Quando a pessoa se esquece, e concorre 2 ou mais vezes à mesma vaga
Ontem publiquei um post sobre receber três CVs diferentes da mesma pessoa. Três versões “personalizadas”, adaptadas à mesma vaga.
A quantidade de pessoas que achou isto normal explicou-me muito sobre o estado actual do mercado. As pessoas chamam à mentira: “criatividade”. E gostam.
Há uma geração inteira de candidatos a ser aconselhada por pessoas que nunca contrataram ninguém.
Pessoas que nunca geriram processos de recrutamento. Nunca utilizaram um ATS para lá de saberem o significado da sigla. Nunca fizeram sourcing. Nunca usaram LinkedIn Recruiter. Nunca tiveram de justificar uma contratação falhada. Nunca tiveram de decidir entre dois candidatos igualmente competentes.
Mas têm opiniões. Muitas opiniões.
E sobretudo têm respostas para tudo.
“Personaliza o CV.”
“Os ATS não lêem isto.”
“Os ATS adoram aquilo.”
“Usa design.”
“Não uses design.”
“Coloca fotografia.”
“Não coloques fotografia.”
O problema não é existirem opiniões diferentes. O problema é quando a especulação se apresenta como conhecimento e quando candidatos vulneráveis pagam por ela.
Porque quem procura trabalho quer acreditar. Quer uma vantagem. Quer uma explicação simples para um processo complexo.
E é precisamente aí que prospera a indústria dos chamados “especialistas de carreira”.
Antes de seguir alguém, faça uma pergunta simples: esta pessoa vive os processos sobre os quais fala ou vive de falar sobre eles?
Nem sempre são a mesma coisa. Aliás, muitas vezes não são.
Olhem para os percursos. Para a experiência. Para as funções exercidas. Para a responsabilidade assumida. Para o impacto criado.
Há ditos gestores de carreira nesta rede que são consultores imobiliários, gestores de condomínios, engenheiros químicos, gestores de marketing. Tudo a favor das profissões, nada sabem de gerir pessoas, recrutar pessoas diariamente, headhunting e contratar.
Porque há uma diferença enorme entre construir uma carreira e construir um negócio a vender conselhos sobre carreiras.
Foi precisamente por isso que nasceu O Lado de Lá.
Não para ensinar truques, as “dicas” que se fala.
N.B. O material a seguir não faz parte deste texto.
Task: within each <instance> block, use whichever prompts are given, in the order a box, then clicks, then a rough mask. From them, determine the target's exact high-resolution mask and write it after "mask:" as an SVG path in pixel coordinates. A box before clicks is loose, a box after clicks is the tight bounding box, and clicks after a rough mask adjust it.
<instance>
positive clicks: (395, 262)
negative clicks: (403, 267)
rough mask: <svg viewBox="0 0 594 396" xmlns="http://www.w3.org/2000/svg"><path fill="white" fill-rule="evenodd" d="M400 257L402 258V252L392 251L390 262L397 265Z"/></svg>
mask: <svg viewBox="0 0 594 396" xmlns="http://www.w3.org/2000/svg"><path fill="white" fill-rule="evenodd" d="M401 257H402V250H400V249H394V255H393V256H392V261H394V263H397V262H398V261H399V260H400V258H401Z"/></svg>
Não para alimentar mitos. Não para vender a ilusão de que um CV optimizado resolve problemas de posicionamento, competência ou credibilidade.
Mas para explicar o que realmente acontece quando uma candidatura entra num processo.
Porque contratar pessoas não é um exercício teórico. É uma responsabilidade com consequências humanas, operacionais e financeiras.
E quem nunca esteve do lado da decisão dificilmente consegue explicar o peso dessa responsabilidade.
Por isso, antes de aceitar conselhos sobre carreira, olhe para quem os dá.
A credibilidade não se proclama. Demonstra-se em experiência e não é “personalizável”. Ou se tem, ou não se tem.